Through a collaboration with Technology Services at Illinois, Facilities & Services, and the University of Illinois System Offices, the new UI Ride Shuttle Service provides free, secure wireless connection for university professionals traveling from Urbana to Chicago.
The University of Illinois System UI Ride Shuttle Service launched its first rides on October 31, 2019 after much anticipation. The buses are designed with the traveling University of Illinois professional in mind. They feature comfortable seats (reserved ahead of time, like an airline), equipment and space to support laptops and tablets, a collaborative workspace, a spacious bathroom, a changing room and, perhaps most notably, free Wi-Fi.
More specifically, the shuttles are equipped with the same IllinoisNet Wi-Fi experience as riders would have while on campus. Through a collaboration between Technology Services and Facilities & Services, faculty, staff, and students traveling between the University of Illinois at Urbana-Champaign and the University of Illinois at Chicago can make the three-hour commute while answering emails, completing training videos, or connecting with co-workers. Efficiency at its best.
Though Wi-Fi on mass transit is not a novel idea, having a secure network that connects directly to campus and allows access to all applications without a virtual private network (VPN), is new.
The Wi-Fi and software aspects of the project were overseen by Brad Trankina, Associate Director of Information Technology Services at Facilities & Services.
“To accompany the new shuttle service, an online reservation system is an important part of the experience,” explains Trankina. “The online reservation system that went live October 21 offers passengers an easy way to reserve seats, with a user-friendly interface.” A mobile application will allow for even easier access to reservations, and will launch in the next few weeks.
At the start of the Wi-Fi project, the goals were lofty for a high-quality experience, and an affordable technology solution that checked all the boxes did not exist at the time. So, Trankina reached out to Technology Services’ Networking and Innovation teams to brainstorm.
“Brad approached us last spring with this problem and asked if there was any way to make this happen,” says Uros Marjanovic, Senior Network Engineer at Technology Services. “We realized we already had the technology to set up remote secure connections, but we had never tried it with something that moves!”
Each bus is equipped with what the networking group calls a “BOC in a Box” kit, or simply, “Bob.” The team installed a Branch Office Controller (BOC) on each bus, the same technology they plan to use for remote buildings like Illini Plaza in Champaign, Illini Center in Chicago, and the Vet Med facility at the Brookfield Zoo. The staff at these locations work in facilities belonging to other organizations, but they still need access to IllinoisNet daily to do their jobs for the university.
The kit also includes a Cradlepoint router and an Aruba access point. These connect to the BOC and convert cell phone signals to establish a secure network connection to campus. The Wireless Networking team worked diligently to upgrade code this summer so that wireless access points across campus would provide a more seamless connection from building to building. This substantial campus technology improvement, enables the buses to provide the same, enhanced customer experience for Wi-Fi. Once the upgrade was complete, the team worked on the UI Ride project to ensure that load times and performance would meet client needs on the moving shuttles.
The public launch events for the UI Ride shuttle service took place on October 3 in Urbana and October 4 in Chicago. Susan Martinis, the Vice Chancellor for Research and Innovation at Illinois, gave remarks and introduced President Tim Killeen at the Urbana kickoff event. Killeen emphasized the opportunity to establish and encourage inter-campus connection and collaboration.
Martinis discussed how the collaboration with the University of Illinois System and the new Discovery Partners Institute (DPI) will play a huge role in the use of the new buses.

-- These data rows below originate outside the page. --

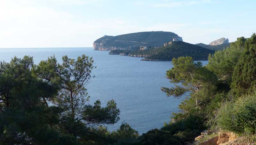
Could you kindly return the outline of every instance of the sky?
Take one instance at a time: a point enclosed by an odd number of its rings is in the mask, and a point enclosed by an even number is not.
[[[104,35],[171,32],[192,44],[256,32],[256,1],[0,0],[0,48],[92,47]]]

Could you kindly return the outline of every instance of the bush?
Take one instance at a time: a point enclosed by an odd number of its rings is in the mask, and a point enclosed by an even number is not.
[[[203,122],[201,118],[195,115],[180,118],[176,122],[165,124],[160,129],[152,129],[143,134],[142,144],[177,145],[193,142],[205,129]]]
[[[238,133],[256,133],[256,89],[253,90],[219,110],[217,121],[220,127]]]

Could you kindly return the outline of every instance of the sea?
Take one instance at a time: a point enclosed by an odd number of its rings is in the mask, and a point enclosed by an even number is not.
[[[172,62],[143,61],[142,57],[109,55],[109,52],[92,47],[2,48],[0,61],[10,62],[14,56],[27,55],[38,64],[54,55],[61,63],[65,55],[75,59],[83,54],[92,57],[97,68],[92,72],[95,77],[86,86],[91,96],[88,103],[100,100],[104,107],[113,99],[121,111],[117,123],[105,125],[108,129],[116,130],[124,121],[142,134],[169,122],[184,98],[167,97],[161,91],[161,87],[174,86],[165,77],[166,71],[173,66]],[[201,62],[204,65],[208,62]]]

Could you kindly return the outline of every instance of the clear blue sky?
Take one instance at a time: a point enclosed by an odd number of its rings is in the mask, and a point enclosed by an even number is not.
[[[255,0],[0,0],[0,48],[92,47],[104,35],[174,32],[230,42],[256,32]]]

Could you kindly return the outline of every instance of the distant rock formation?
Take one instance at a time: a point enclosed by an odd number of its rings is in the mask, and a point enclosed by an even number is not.
[[[218,40],[216,40],[215,41],[213,41],[211,42],[209,45],[218,45],[220,44],[223,44],[228,43],[228,38],[225,38],[224,37],[220,38]]]
[[[163,31],[138,32],[116,36],[105,35],[94,42],[93,49],[134,50],[139,50],[141,46],[159,47],[170,41],[182,41],[182,38],[177,34]]]
[[[202,43],[196,44],[195,45],[198,45],[198,46],[200,46],[201,47],[203,47],[215,51],[219,51],[222,50],[228,47],[229,47],[230,46],[230,43],[223,43],[222,44],[220,44],[217,45],[207,45]]]
[[[170,42],[161,47],[148,47],[146,49],[132,51],[114,50],[109,54],[119,54],[130,56],[145,57],[143,61],[170,61],[174,58],[191,56],[195,60],[207,60],[209,54],[215,51],[181,41]],[[143,48],[143,47],[142,47]]]
[[[174,38],[172,39],[173,41],[183,41],[183,40],[182,40],[182,37],[178,37]]]

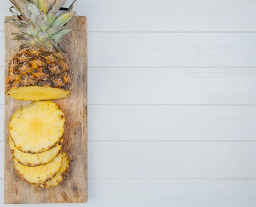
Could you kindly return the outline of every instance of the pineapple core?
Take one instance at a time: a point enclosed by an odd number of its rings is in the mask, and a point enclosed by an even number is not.
[[[9,124],[9,132],[20,151],[41,152],[61,140],[65,122],[64,113],[56,103],[36,101],[16,111]]]

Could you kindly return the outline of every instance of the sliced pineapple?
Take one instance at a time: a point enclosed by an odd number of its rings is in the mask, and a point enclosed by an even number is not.
[[[68,159],[66,153],[63,152],[62,154],[62,163],[56,175],[46,183],[40,184],[33,184],[33,185],[35,187],[46,188],[56,186],[66,178],[69,167]]]
[[[67,90],[57,88],[32,86],[13,87],[7,92],[7,96],[23,101],[59,99],[70,96]]]
[[[42,165],[50,162],[60,152],[63,142],[63,138],[49,150],[32,154],[19,150],[15,147],[9,136],[9,146],[13,157],[21,165],[29,167]]]
[[[55,176],[60,169],[62,162],[62,151],[43,165],[25,166],[13,156],[12,161],[14,169],[22,179],[29,183],[43,183]]]
[[[9,123],[9,132],[21,151],[41,152],[61,140],[65,122],[64,113],[56,103],[36,101],[15,112]]]

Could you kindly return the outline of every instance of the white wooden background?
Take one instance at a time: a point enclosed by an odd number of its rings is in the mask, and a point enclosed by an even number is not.
[[[77,206],[255,207],[256,0],[74,8],[88,30],[89,198]],[[2,205],[4,34],[1,24]]]

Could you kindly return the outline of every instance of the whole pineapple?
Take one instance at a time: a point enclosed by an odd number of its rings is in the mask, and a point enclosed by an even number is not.
[[[21,17],[10,17],[20,29],[13,33],[12,40],[24,40],[20,51],[14,54],[8,66],[5,82],[7,96],[24,101],[58,99],[70,96],[70,64],[62,55],[66,51],[60,44],[73,29],[63,26],[76,14],[67,11],[57,15],[67,0],[10,0]]]

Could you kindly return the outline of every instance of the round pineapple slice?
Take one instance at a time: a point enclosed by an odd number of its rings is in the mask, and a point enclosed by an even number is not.
[[[13,156],[12,161],[14,169],[22,179],[29,183],[43,183],[55,176],[60,169],[62,162],[62,151],[43,165],[25,166]]]
[[[15,112],[9,123],[9,132],[21,151],[41,152],[61,140],[65,122],[64,113],[56,103],[36,101]]]
[[[62,154],[62,163],[56,175],[46,183],[40,184],[33,184],[33,185],[35,187],[46,188],[56,186],[66,178],[67,172],[68,170],[69,167],[68,159],[66,153],[63,152]]]
[[[13,158],[21,165],[29,167],[42,165],[50,162],[60,152],[63,142],[63,138],[54,147],[49,150],[32,154],[23,152],[19,150],[15,147],[9,136],[9,146]]]

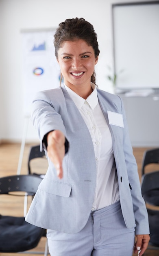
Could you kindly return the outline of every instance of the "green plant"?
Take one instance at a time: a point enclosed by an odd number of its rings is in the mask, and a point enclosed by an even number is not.
[[[108,75],[108,76],[107,76],[107,78],[109,80],[111,81],[112,82],[113,86],[115,86],[117,78],[118,77],[119,74],[122,73],[123,71],[124,70],[120,70],[118,74],[117,74],[115,72],[112,72],[112,70],[110,67],[109,67],[109,66],[108,66],[107,67],[109,70],[110,71],[111,71],[113,74],[111,75]]]

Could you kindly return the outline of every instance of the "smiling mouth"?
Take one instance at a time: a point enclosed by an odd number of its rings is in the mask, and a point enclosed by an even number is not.
[[[72,73],[72,74],[75,76],[79,76],[83,74],[84,72],[81,72],[81,73]]]

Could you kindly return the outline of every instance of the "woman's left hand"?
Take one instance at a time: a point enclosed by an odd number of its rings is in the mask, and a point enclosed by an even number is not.
[[[150,237],[149,235],[136,235],[137,240],[135,244],[134,248],[134,253],[140,252],[139,256],[142,256],[146,251],[150,241]]]

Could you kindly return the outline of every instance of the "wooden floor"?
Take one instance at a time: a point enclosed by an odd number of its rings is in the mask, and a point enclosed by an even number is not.
[[[35,145],[35,144],[34,144]],[[20,144],[0,144],[0,177],[9,175],[17,174],[19,158],[20,153]],[[33,145],[26,144],[25,146],[23,161],[21,168],[21,174],[27,174],[27,161],[30,147]],[[144,152],[150,148],[133,148],[134,154],[136,158],[138,167],[138,171],[139,178],[141,178],[141,165]],[[38,159],[33,161],[32,168],[35,172],[38,173],[44,173],[46,172],[48,166],[48,162],[46,159]],[[148,170],[157,169],[157,165],[153,165],[151,167],[151,169]],[[8,196],[1,195],[0,198],[0,213],[2,215],[11,214],[20,216],[22,215],[23,209],[22,207],[22,202],[20,202],[18,206],[15,207],[15,203],[17,201],[14,201],[12,197],[11,201],[8,198]],[[15,199],[16,200],[16,199]],[[5,207],[4,206],[5,203]],[[46,238],[43,238],[38,246],[34,249],[36,252],[44,251],[45,248]],[[22,256],[24,254],[22,254],[2,253],[0,252],[0,256]],[[30,256],[34,254],[30,254]],[[41,255],[41,254],[36,254],[37,256]],[[135,256],[137,254],[133,254]],[[147,249],[145,253],[145,256],[159,256],[159,250],[154,249]],[[65,256],[69,256],[66,255]],[[81,256],[75,255],[74,256]],[[118,256],[118,255],[117,255]],[[123,255],[126,256],[126,255]]]

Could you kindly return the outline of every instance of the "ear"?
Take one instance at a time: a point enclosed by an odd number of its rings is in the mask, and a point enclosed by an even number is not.
[[[96,64],[97,64],[98,63],[98,56],[95,59],[95,65],[96,65]]]

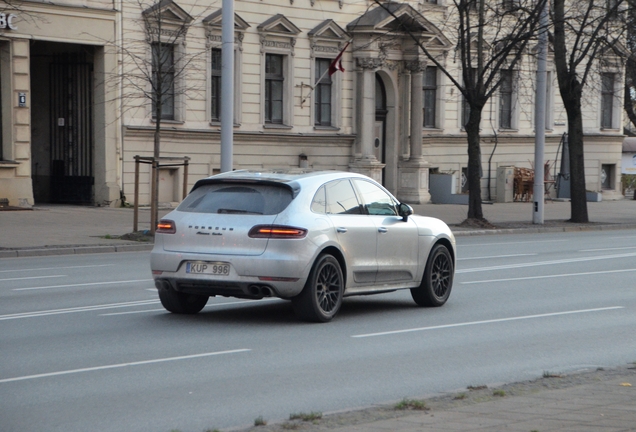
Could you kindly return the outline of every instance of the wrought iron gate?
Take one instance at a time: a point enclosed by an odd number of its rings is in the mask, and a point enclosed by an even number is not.
[[[93,202],[92,65],[76,55],[50,64],[51,200]]]

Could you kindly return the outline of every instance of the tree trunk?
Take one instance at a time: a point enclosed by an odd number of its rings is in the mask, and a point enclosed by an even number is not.
[[[563,99],[568,113],[568,145],[570,148],[570,222],[589,222],[585,189],[585,156],[583,151],[583,118],[581,97]]]
[[[559,92],[568,115],[568,144],[570,148],[570,221],[589,222],[585,192],[585,157],[583,154],[583,117],[581,95],[583,84],[576,74],[576,63],[567,50],[565,0],[554,0],[554,62]],[[569,62],[568,62],[569,61]]]
[[[484,218],[481,208],[481,148],[479,124],[481,110],[470,109],[468,123],[465,126],[468,138],[468,219]]]

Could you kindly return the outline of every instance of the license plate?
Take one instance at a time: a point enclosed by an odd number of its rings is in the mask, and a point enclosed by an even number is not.
[[[230,265],[216,262],[189,262],[186,263],[186,273],[228,276],[230,274]]]

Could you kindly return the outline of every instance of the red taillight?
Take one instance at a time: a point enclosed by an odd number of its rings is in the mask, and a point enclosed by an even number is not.
[[[251,238],[278,238],[299,239],[307,235],[304,228],[289,227],[284,225],[256,225],[248,236]]]
[[[161,219],[157,224],[157,231],[161,234],[174,234],[177,232],[177,225],[174,221],[168,219]]]

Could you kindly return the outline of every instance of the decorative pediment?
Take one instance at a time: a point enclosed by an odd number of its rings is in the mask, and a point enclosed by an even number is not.
[[[325,20],[308,33],[311,56],[335,57],[349,40],[349,34],[332,19]]]
[[[173,0],[161,0],[144,10],[148,36],[153,42],[185,43],[193,18]]]
[[[287,36],[296,36],[300,33],[300,29],[282,14],[274,15],[259,25],[258,31],[261,33],[275,33]]]
[[[141,13],[147,22],[164,22],[172,25],[184,25],[192,22],[192,17],[173,0],[161,0]]]
[[[406,3],[384,3],[349,23],[347,31],[352,34],[414,33],[440,49],[451,47],[450,40],[432,22]]]
[[[308,33],[310,39],[344,40],[349,37],[346,31],[332,19],[325,20]]]
[[[223,19],[223,10],[219,9],[218,11],[208,15],[203,18],[203,24],[208,27],[222,27],[222,19]],[[250,25],[243,18],[234,14],[234,30],[245,31],[250,27]]]
[[[257,27],[261,35],[261,52],[280,52],[294,55],[296,36],[300,29],[284,15],[274,15]]]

“People show up to a meeting at DPI or at one of the Chicago facilities, and realize that there were others they could have carpooled with from Champaign-Urbana,” Martinis said. Sitting in a car unable to communicate or connect and staying alert and refreshed are some of the challenges Martinis hopes the shuttle service will solve.

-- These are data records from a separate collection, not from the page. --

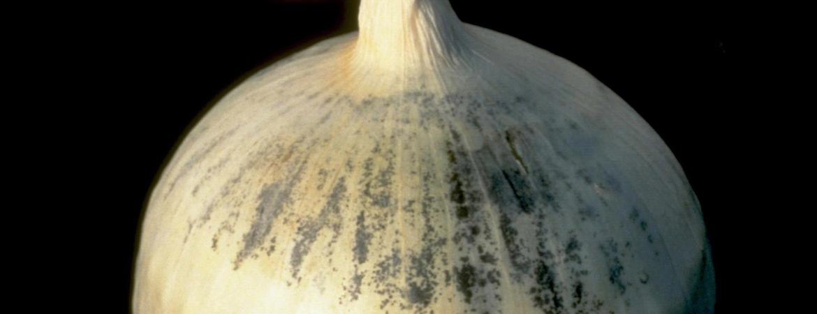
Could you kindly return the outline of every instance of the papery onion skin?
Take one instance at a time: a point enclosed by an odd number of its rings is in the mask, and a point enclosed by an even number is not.
[[[360,24],[183,140],[134,312],[713,311],[695,195],[621,98],[447,1],[364,0]]]

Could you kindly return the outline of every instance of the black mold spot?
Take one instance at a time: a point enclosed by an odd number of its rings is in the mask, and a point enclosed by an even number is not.
[[[485,252],[484,254],[480,255],[480,260],[481,260],[482,263],[489,263],[492,265],[497,263],[497,258],[488,252]]]
[[[536,285],[530,288],[534,295],[534,304],[542,311],[555,310],[556,312],[562,308],[562,297],[556,287],[556,274],[547,267],[544,260],[539,260],[534,271]]]
[[[366,232],[366,218],[361,210],[357,217],[357,230],[355,232],[355,259],[358,263],[366,263],[366,257],[368,254],[368,242],[372,241],[372,233]]]
[[[522,254],[522,248],[516,243],[516,236],[519,232],[513,228],[511,219],[505,213],[502,213],[499,216],[499,230],[502,232],[505,247],[507,249],[508,255],[511,258],[511,266],[517,271],[527,273],[530,265],[529,262]]]
[[[298,236],[292,247],[290,255],[289,263],[292,268],[292,277],[297,277],[300,271],[301,264],[303,263],[304,256],[309,254],[312,244],[318,240],[318,233],[325,227],[328,222],[330,214],[340,213],[341,201],[343,200],[343,194],[346,192],[345,178],[337,179],[335,188],[328,197],[326,205],[320,210],[318,217],[314,220],[310,220],[298,226],[296,234]],[[340,228],[333,228],[336,235],[340,232]]]
[[[565,247],[565,261],[582,263],[582,257],[578,254],[581,249],[582,245],[578,243],[578,240],[576,240],[576,237],[570,237],[567,245]]]
[[[573,308],[578,307],[582,304],[582,298],[584,297],[584,285],[582,281],[576,281],[573,286]]]
[[[605,254],[609,268],[608,278],[613,285],[618,289],[621,294],[624,294],[627,284],[622,278],[624,272],[624,267],[618,259],[618,245],[612,239],[606,244],[600,245],[601,252]]]
[[[505,131],[505,141],[507,142],[508,147],[511,148],[511,153],[513,154],[514,159],[519,162],[520,166],[522,166],[522,170],[525,170],[525,174],[528,174],[528,166],[525,164],[525,161],[522,160],[522,157],[516,151],[516,135],[511,132],[511,130]]]
[[[454,268],[454,276],[457,277],[457,290],[465,297],[467,303],[471,303],[471,298],[474,295],[471,288],[476,284],[476,273],[474,267],[470,263],[464,263],[458,269]]]
[[[411,282],[408,284],[408,294],[409,303],[427,307],[431,303],[431,297],[434,296],[434,287],[431,285],[421,286],[416,282]]]
[[[519,207],[523,213],[530,214],[534,211],[534,199],[531,197],[530,187],[519,170],[502,170],[502,176],[513,190],[514,197],[519,202]]]
[[[241,262],[252,254],[264,242],[264,238],[272,231],[272,224],[279,214],[283,210],[283,206],[291,202],[290,196],[292,188],[301,180],[301,172],[304,165],[301,165],[292,177],[287,182],[280,181],[265,186],[258,195],[261,201],[256,208],[256,215],[250,226],[250,230],[244,234],[244,247],[239,251],[234,262],[234,269],[238,269]]]

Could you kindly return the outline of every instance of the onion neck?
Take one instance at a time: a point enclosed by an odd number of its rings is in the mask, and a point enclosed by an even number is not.
[[[449,0],[362,0],[353,62],[410,73],[462,65],[468,36]]]

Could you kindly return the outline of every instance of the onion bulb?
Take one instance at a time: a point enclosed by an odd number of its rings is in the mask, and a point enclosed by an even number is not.
[[[359,23],[186,135],[135,312],[712,312],[699,202],[621,98],[445,0],[363,0]]]

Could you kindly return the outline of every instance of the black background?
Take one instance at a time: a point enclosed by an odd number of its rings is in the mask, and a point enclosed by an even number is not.
[[[78,114],[85,118],[72,127],[82,132],[78,149],[94,156],[82,158],[81,167],[93,168],[83,172],[93,174],[89,188],[103,191],[84,213],[90,223],[83,234],[94,243],[88,250],[100,258],[83,271],[99,274],[87,279],[93,281],[88,293],[96,301],[83,304],[105,312],[128,311],[144,201],[203,110],[260,67],[355,30],[359,2],[124,2],[102,7],[103,13],[89,14],[78,21],[81,28],[67,31],[90,42],[76,43],[91,47],[72,69],[89,71],[77,90],[90,105],[82,107]],[[714,254],[717,312],[747,308],[752,267],[739,257],[748,240],[736,232],[742,221],[734,215],[740,210],[734,181],[745,177],[739,174],[745,165],[734,155],[743,142],[734,140],[740,138],[745,108],[733,97],[741,47],[734,40],[731,8],[718,2],[451,2],[464,22],[516,37],[587,69],[655,129],[701,202]]]

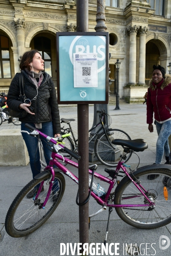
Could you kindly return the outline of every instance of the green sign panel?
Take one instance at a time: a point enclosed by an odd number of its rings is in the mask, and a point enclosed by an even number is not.
[[[107,104],[108,32],[57,32],[59,104]]]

Antoinette Burton, the Director of the Illinois Program for Research in the Humanities (IPRH), and a big proponent of the service since its inception, was also present at the event.
The inaugural rides took place on October 31. “Our riders tested the Wi-Fi and attempted some large file downloads during this ride,” says Trankina. “President Killeen was impressed with the speed.”

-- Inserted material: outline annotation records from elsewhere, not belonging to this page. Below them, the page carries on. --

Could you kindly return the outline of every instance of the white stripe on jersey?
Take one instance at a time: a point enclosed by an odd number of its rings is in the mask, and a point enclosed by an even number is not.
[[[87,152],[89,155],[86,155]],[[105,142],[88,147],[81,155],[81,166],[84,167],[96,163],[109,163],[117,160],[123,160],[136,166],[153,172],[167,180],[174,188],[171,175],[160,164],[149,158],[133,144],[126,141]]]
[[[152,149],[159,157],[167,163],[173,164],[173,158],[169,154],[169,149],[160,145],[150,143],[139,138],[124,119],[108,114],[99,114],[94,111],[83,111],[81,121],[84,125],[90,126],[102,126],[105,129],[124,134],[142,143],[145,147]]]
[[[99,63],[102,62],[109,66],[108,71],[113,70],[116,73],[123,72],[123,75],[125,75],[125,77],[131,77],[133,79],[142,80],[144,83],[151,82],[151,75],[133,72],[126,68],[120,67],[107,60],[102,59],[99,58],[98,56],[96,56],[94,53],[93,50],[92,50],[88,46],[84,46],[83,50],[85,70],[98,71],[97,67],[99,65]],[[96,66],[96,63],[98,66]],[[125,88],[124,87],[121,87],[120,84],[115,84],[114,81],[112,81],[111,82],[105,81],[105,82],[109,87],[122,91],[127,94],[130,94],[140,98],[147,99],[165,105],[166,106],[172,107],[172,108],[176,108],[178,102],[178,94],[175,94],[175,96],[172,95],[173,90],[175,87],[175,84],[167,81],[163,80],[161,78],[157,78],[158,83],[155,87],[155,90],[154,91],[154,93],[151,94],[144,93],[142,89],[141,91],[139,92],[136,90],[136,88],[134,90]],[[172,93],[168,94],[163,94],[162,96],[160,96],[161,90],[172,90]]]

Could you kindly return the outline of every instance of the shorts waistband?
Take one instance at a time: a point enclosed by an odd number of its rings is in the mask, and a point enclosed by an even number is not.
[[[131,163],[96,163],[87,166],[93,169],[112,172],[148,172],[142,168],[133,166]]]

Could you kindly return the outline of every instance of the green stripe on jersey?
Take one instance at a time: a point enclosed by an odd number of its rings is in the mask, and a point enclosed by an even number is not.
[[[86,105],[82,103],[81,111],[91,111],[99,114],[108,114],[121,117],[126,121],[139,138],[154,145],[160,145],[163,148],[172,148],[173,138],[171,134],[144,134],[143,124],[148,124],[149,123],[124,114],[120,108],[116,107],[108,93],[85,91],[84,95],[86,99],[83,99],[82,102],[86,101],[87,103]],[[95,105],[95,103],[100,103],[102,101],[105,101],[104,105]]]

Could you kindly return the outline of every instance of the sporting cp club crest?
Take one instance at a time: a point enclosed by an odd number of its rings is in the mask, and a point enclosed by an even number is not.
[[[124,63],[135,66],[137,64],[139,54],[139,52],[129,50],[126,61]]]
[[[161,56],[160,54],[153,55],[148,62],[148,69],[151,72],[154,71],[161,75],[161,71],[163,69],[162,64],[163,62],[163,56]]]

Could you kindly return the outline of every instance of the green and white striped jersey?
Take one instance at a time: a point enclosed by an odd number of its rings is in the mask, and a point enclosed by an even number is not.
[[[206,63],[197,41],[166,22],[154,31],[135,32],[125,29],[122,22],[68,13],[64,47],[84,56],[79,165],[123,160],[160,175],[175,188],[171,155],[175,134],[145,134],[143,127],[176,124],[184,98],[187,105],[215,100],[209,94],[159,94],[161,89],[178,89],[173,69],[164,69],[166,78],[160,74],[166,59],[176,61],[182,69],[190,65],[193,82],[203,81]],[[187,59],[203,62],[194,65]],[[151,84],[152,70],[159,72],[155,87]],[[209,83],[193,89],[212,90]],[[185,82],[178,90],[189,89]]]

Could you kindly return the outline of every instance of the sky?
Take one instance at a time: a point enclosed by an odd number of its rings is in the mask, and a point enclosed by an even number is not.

One of the most promising aspects of this innovative project, however, might be the future implications for this technology. The Wireless Networking team presented the bus project and the “Bob” kit to the Big Ten Network Directors and WiFi Group/IT Networking Group in October.
“This technology can be used in many other situations – think pop up events, or something out in the middle of a cornfield,” suggests Marjanovic. “Traditional fiber can be expensive and time-consuming for a researcher who might need a solid and secure wireless connection for work while in the field. This technology could be a viable solution.”
For now, the UI Ride shuttle service makes three round trips daily from the Urbana campus to the University of Illinois at Chicago. It also makes stops at the new Discovery Partners Institute (DPI) facility in downtown Chicago.